Lo que quiero decir es que, en el momento en el que nos encontramos en la encrucijada, sin aire en los pulmones y sin fuerzas para seguir llenándonoslos, hay que parar. Hay que respirar. Hay que rodearse de la gente que quiere cuidar, y cuidarla y dejar que te cuiden. Hay que reunir todos los motivos que te llevaron a donde estás ahora, y celebrarlos. Y al día siguiente, tomar la decisión que creas conveniente. Cerrar la puerta, y no volver a abrirla hasta que hayas completado el camino por el que la has dejado cerrada a cal y canto. Y entonces, cuando hayas encontrado una nueva encrucijada, y solo entonces, puedes tomarte la diligencia de volverla abrir. Porque será entonces cuando necesites la experiencia de aquello que en su día fue capaz de arrastrarte a lo más bajo, de poder apreciar el conocimiento que te ha dado para enfrentarte a la nueva pared de hormigón. 

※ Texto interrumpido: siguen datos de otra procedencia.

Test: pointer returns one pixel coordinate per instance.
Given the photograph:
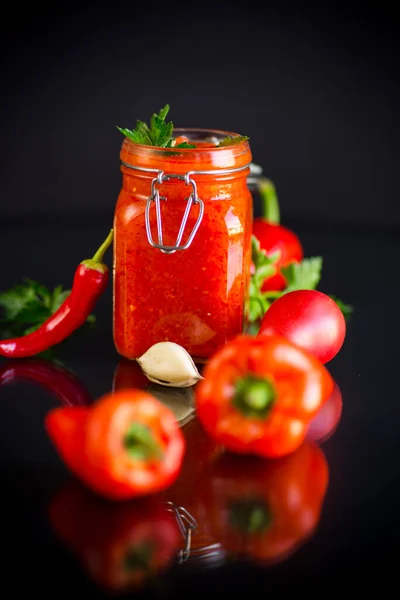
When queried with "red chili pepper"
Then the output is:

Pero no he sido capaz de ver todo esto, y he estado estancada en el mismo muro demasiado tiempo. Dando cabezazos en vano, queriendo ver grietas donde solo estaban los surcos de mis lágrimas, creyendo que el destino estaba cerca. Ilusa. El camino solo acaba de comenzar, y ya pretendes dar con el final; cuando estás pretendiendo obviar lo mejor. Y mientras yo seguía empeñada en abrirme paso a toda costa entre medias de algo que no llevaba a ningún lado, me he acabado de perder. Me he descuidado. Me he anulado, yo solita. He cerrado otras puertas por centrarme única y exclusivamente en esta. He dejado de lado o menos-cuidado a gente que me rodea que yo he decido querer en mi vida. Y todo esto me ha llevado a quedarme vacía, por dentro y por fuera. Desprovista de calor, de ganas, de fuerza; de todo lo bueno que había cultivado durante años. De risas, de humor, de prisas sanas, de correr, de sentirme bien y feliz. 

¿Lo bueno? Que estoy convencida de que no es demasiado tarde. ¿Lo malo? Que tengo que parar. Y que si hay algo que me encanta, es correr, y sentirme en la competición. Pero, en casos como estos, solo necesito parar, para volver a empezar a correr. Y es lo que toca ahora, descansar. Curarme. Dejar que me curen. Pero hacerlo de verdad, no poner la tirita y pedir el alta al día siguiente para ir gimoteando por las esquinas al momento que la herida vuelva a doler. No. Tengo que hacer el postoperatorio y la rehabilitación completa; y después, ir a las reuniones sin saltarme ni una. Aguantar hasta que me chirríen los dientes, hasta que me vea del todo preparada, sin arriesgarme a volver a meterme en la autopista estando incompleta. Porque si el año pasado ya estaba jugando con mi límite, este año lo he tensado con creces. Y no creo que, ni física ni mentalmente, pueda aguantar otro desliz más de la cuerda sin haberla asegurado del todo; y la altura desde este puente al que me he subido yo sola y sin ayuda está demasiado alto como para saltar sin arnés.